CPU errors AMD EPYC 7502P

achirkov

Active Member
Nov 26, 2020
30
1
28
31
Hello, I have a server (on hetzner) with AMD EPYC 7502P CPU.
Matherboard:
Code:
    Product Name: KRPA-U16 Series
    Version: Rev 1.xx
Code:
     # pveversion

    pve-manager/8.2.7/3e0176e6bb2ade3b (running kernel: 6.8.12-4-pve)
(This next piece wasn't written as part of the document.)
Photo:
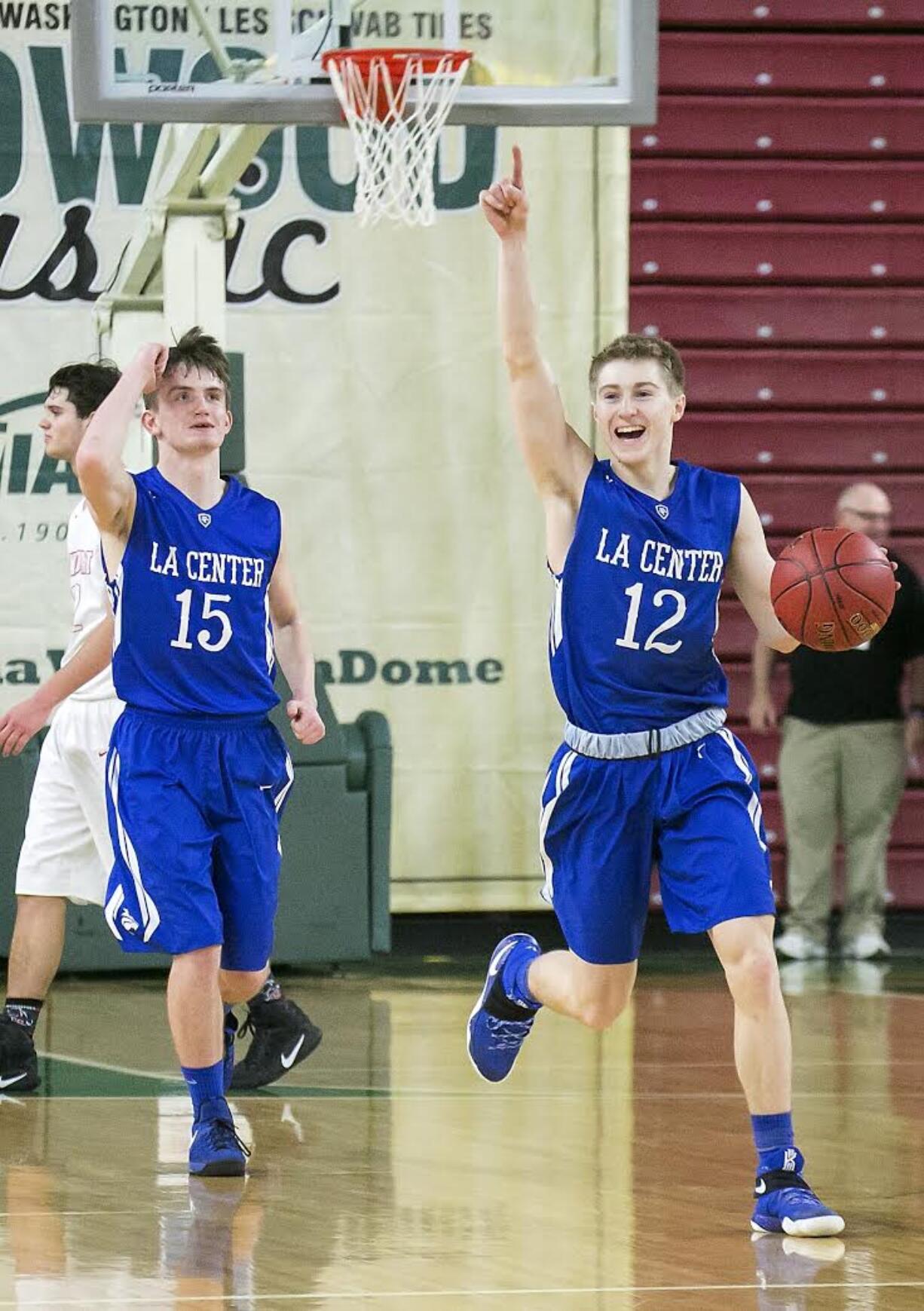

I am currently running 3 lxc containers (Ubuntu 20.04) and I am starting to get errors in dmesg:
Code:
[153996.660148] [Hardware Error]: CPU:0 (17:31:0) MC17_STATUS[Over|CE|MiscV|AddrV|-|-|SyndV|CECC|-|-|-]: 0xdc2040000000011b
[153996.660683] [Hardware Error]: Error Addr: 0x00000007b9493840
[153996.661203] [Hardware Error]: IPID: 0x0000009600050f00, Syndrome: 0x0b000b000a801202
[153996.661730] [Hardware Error]: Unified Memory Controller Ext. Error Code: 0
[153996.661835] EDAC MC0: 1 CE on mc#0csrow#2channel#0 (csrow:2 channel:0 page:0x1f3524e offset:0x40 grain:64 syndrome:0xb00)
[153996.662875] [Hardware Error]: cache level: L3/GEN, tx: GEN, mem-tx: RD
[154324.297911] mce: [Hardware Error]: Machine check events logged
[154324.298839] [Hardware Error]: Corrected error, no action required.
Installed all latest versions of packages in apt, amd64-microcode is installed. Maybe I missed something? Or the server has a hardware problem?
 
HI,

Or the server has a hardware problem?
Most likely, at least the messages seem to indicate some faulty RAM.

I'd suggest running memtest86+ for a bit and testing it through, that is never a bad idea. You can either run it directly from the boot menu or using the ISO - you'll need to disable Secure Boot though for it, if you have than enabled on your server.
 
It looks HW related. Have you checked for latest BIOS version?
If RAM is in fact good, you are probably looking at MB/CPU.
How long have you been running this server?
 
The server was rented a week ago from Hetzner. I thought the problem was in the system packages, but since the problem is hardware, I'll write to their technical support. Thanks for your help.